I have a k8s cluster with one master and one worker. Worker has GPUs, and I am able to schedule pods on it using GPUs.
I add the second worker, also with GPUs. Everything is properly installed on that second worker. When I try to schedule GPU busybox on that second worker I get status UnexpectedAdmissionError
.
With kubectl describe pod busybox
I see Warning UnexpectedAdmissionError 7m kubelet, wikiserver Update plugin resources failed due to requested number of devices unavailable for nvidia.com/gpu. Requested: 1, Available: 0, which is unexpected.

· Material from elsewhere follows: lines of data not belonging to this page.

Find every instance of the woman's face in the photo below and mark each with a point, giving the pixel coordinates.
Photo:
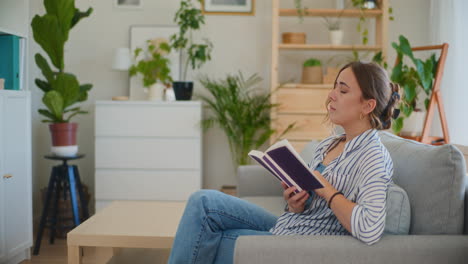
(346, 103)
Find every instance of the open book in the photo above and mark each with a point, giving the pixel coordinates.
(282, 160)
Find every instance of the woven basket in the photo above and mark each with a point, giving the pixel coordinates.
(294, 38)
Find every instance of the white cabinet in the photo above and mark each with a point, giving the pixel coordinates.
(15, 173)
(147, 150)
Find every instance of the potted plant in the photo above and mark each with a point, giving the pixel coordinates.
(415, 81)
(189, 18)
(153, 65)
(335, 34)
(241, 112)
(61, 89)
(312, 71)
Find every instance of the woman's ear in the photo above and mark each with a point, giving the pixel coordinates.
(369, 106)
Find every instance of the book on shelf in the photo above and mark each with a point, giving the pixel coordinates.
(283, 161)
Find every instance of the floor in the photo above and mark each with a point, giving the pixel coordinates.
(57, 254)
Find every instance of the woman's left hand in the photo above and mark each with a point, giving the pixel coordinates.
(327, 190)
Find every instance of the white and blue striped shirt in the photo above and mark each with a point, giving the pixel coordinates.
(363, 172)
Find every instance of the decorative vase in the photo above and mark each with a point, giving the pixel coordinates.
(64, 139)
(156, 92)
(183, 90)
(312, 75)
(294, 38)
(336, 37)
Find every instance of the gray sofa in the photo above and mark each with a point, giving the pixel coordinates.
(436, 183)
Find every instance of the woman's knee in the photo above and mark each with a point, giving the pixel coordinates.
(203, 196)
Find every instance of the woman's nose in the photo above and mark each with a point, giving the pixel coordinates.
(331, 95)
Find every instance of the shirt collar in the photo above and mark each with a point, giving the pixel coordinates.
(355, 143)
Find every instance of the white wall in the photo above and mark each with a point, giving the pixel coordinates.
(240, 43)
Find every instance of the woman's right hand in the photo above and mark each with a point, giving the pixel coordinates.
(296, 201)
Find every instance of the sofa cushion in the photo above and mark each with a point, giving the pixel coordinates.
(434, 179)
(398, 219)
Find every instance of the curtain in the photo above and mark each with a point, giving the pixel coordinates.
(449, 24)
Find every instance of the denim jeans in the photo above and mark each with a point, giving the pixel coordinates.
(210, 225)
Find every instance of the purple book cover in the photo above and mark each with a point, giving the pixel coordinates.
(294, 168)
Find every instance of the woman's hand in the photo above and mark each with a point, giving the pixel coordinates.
(296, 201)
(328, 190)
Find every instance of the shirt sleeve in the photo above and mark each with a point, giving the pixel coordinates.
(368, 216)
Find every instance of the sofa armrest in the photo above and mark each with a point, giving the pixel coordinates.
(346, 249)
(254, 180)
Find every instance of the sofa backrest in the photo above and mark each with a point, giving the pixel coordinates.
(434, 178)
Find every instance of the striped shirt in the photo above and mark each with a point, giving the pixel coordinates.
(363, 172)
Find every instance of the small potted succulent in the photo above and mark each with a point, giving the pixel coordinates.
(61, 89)
(312, 71)
(152, 63)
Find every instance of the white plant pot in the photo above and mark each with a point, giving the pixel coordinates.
(156, 92)
(336, 37)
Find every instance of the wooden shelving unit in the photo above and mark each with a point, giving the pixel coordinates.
(305, 103)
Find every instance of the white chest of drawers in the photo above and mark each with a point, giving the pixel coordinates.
(147, 150)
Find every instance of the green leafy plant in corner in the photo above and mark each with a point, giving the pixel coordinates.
(412, 78)
(241, 112)
(301, 11)
(153, 65)
(190, 19)
(61, 89)
(312, 62)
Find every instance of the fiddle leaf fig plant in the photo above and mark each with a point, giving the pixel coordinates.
(413, 79)
(190, 19)
(61, 90)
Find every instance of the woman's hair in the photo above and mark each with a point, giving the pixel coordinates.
(375, 84)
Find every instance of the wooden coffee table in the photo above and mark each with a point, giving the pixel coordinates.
(126, 224)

which is odd since with kubectl describe nodes second-worker
I see that both Capacity and Allocatable are nvidia.com/gpu: 1
I was able to successfully schedule GPU busybox on first worker. Also, I was able to schedule CPU busybox on both workers.
This is yaml conf for GPU busybox:
apiVersion: v1
kind: Pod
metadata:
name: busybox
namespace: default
spec:
containers:
- image: busybox
command:
- sleep
- "3600"
imagePullPolicy: IfNotPresent
name: busybox
resources:
limits:
nvidia.com/gpu: 1
restartPolicy: Always
nodeName: secondworker
The second worker (and first worker and the master) is configured as described by nvidia-device-plugin.